How hard is it to build an entire global civilization ravaged by zombies and still allow Brad Pitt to stand at the center as the blockbuster-worthy shining beacon of heroism at the end? Pretty hard. Go figure.
It’s no surprise that World War Z has had a long road leading up to its June 2013 release. The adaptation itself, from a novel that reads more like a scientific report of a worldwide zombie outbreak than the plot of some shiny summer movie, was a huge undertaking at the start. But add to that the other unplanned problems — like a government seizure in Budapest when a shipment of prop guns that were supposed to be disabled were found to be functional — and it’s starting to feel like a miracle that we’ll see this movie in theaters this June at all.
Now, with new details straight from the mouths of one-time hired re-writer Damon Lindelof, director Marc Forster, and Paramount execs Marc Evans and Adam Goodman in June’s issue of Vanity Fair, it’s clear we didn’t even know the half of it. Lindelof, who was originally brought in to help repair the first cut’s climactic issues, says he saw two very difficult ways of fixing the film that Pitt told him “‘didn’t turn out the way we wanted it to.'”
Epic Roadblock #1: The Movie’s Ending Was Awful
Lindelof told the magazine that the ending of the movie was “incoherent,” something Evans knew the moment he saw the first cut. “It was, like, Wow. The ending of our movie doesn’t work. I believed in that moment we needed to reshoot the movie,” he says. And with that realization came a world of pain, including numerous rewrites, with the final one going through Lindelof’s Lost writing partner Drew Goddard after Lindelof became too busy.
Even More Epic Roadblock #2: The Extensive Re-Shoot
But before any decisions were made as to how to fix the terrible ending, Lindelof gave the producers two options: the easy road, and the long, expensive, complicated road. Take a wild guess as to which one they chose.
“I said to them, There are two roads to go down here … Is there material that can be written to make that stuff work better? To have it make sense? To have it have emotional stakes? And plot logic and all that? And Road Two, which I think is the long-shot road, is that everything changes after Brad leaves Israel,” says Lindelof. The second option meant throwing out the ending of the film and reshooting about 40 minutes of the movie, and despite the improbability of that option, it’s the one the film’s producers went with.

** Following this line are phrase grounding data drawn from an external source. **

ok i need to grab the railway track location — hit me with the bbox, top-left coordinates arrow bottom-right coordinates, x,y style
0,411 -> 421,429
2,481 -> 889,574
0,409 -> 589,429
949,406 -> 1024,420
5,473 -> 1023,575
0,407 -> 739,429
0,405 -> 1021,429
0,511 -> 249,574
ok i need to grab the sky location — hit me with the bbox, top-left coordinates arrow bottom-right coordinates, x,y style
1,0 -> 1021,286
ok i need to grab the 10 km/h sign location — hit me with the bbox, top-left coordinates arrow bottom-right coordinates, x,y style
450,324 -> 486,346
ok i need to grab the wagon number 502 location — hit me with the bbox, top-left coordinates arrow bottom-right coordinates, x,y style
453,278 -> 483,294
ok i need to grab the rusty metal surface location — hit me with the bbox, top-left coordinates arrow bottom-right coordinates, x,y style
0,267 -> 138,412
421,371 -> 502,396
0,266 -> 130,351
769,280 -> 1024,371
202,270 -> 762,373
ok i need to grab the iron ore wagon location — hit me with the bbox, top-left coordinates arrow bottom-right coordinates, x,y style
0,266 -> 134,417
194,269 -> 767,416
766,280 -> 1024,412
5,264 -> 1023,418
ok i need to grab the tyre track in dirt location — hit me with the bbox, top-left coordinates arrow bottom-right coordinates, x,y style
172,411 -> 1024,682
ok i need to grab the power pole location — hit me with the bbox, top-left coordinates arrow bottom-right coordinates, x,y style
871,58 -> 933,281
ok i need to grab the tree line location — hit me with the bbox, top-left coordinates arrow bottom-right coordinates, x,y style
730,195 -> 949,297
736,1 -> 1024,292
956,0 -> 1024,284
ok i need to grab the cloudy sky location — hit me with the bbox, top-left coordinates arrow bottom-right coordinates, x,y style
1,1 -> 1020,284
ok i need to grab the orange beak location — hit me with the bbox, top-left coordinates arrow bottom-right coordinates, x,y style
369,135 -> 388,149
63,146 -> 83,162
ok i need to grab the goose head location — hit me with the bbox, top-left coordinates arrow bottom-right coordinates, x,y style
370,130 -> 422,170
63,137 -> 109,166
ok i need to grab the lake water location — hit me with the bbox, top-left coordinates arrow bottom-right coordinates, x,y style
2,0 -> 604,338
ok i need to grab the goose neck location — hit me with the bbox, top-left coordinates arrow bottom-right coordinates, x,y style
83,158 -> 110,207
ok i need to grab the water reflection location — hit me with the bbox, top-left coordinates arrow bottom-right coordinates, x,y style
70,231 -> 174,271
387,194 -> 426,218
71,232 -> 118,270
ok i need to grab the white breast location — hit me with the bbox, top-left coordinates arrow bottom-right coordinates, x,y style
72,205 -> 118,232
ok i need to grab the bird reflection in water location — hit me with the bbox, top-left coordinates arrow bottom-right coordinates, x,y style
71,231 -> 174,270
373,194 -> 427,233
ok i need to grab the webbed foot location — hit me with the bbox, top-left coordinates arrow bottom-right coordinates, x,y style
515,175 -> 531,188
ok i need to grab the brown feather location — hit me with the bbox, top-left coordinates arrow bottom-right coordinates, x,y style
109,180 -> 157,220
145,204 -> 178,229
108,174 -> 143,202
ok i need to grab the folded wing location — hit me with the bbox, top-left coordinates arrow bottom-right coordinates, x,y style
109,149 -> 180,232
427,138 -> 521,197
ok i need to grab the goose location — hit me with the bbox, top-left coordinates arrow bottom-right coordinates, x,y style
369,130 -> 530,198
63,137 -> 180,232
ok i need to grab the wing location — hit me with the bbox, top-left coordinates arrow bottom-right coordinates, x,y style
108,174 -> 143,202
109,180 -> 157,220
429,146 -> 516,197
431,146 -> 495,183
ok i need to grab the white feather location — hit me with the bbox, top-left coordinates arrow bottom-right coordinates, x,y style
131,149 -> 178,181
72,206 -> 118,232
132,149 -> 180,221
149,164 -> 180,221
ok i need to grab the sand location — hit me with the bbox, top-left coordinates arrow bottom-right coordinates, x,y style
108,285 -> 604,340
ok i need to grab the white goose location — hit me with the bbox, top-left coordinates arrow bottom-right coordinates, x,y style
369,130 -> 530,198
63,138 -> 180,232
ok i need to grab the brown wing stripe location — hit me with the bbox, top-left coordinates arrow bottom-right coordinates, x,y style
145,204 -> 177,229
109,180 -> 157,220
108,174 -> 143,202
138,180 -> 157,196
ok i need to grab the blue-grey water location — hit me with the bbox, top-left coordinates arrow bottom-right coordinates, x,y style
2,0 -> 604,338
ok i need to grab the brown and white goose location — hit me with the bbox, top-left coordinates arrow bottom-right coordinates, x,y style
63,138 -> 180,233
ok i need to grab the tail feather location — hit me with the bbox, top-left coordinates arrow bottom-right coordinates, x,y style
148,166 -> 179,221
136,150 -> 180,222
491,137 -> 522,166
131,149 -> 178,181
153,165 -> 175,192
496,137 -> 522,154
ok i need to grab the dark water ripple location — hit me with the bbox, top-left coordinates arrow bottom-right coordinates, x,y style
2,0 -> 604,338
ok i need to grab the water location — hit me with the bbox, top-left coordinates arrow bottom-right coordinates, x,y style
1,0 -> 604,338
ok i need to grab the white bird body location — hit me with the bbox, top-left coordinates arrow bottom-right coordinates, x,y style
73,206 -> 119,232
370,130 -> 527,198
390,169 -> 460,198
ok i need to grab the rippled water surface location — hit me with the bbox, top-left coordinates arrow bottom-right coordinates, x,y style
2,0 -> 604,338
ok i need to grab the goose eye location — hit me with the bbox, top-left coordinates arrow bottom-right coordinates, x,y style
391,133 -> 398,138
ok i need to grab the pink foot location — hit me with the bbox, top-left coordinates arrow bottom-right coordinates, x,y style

“Are You Serious Right Now?” Roadblock #3: The Mysteriously-Inflating Budget
It seems even more impossible that the zombie epic went into such extensive reshoots considering just how far over budget it was already. According to Evans, there was an “unthinkable” budget snafu after the crew shot in Malta, and the penalty was millions of unbudgetted dollars swirling down the drain. They found missing cast and crew purchase orders stuffed in a drawer and just like that, the budget swelled. “It was literally insane. Adam [Goodman, president of the Paramount Film Group] and I believed we’d gotten out of Malta good, and I found out we weren’t. That is a nightmare,” says Evans.
It wasn’t long before the zombie epic, which started out with a budget of a whopping $125 million, shot up to a bloated $200 million.
So please, go see this film, if not for the serious take on a zombie epidemic or for Brad Pitt’s Robert Langdon-esque ‘do, for the sheer fact that despite every possible roadblock, it’s hitting theaters this summer. It’s a miracle there’s even a version that’s being release for our viewing pleasure, aren’t you the least bit curious what all the fuss (and muss and – okay, I’ll say it – clusterf**k) was about?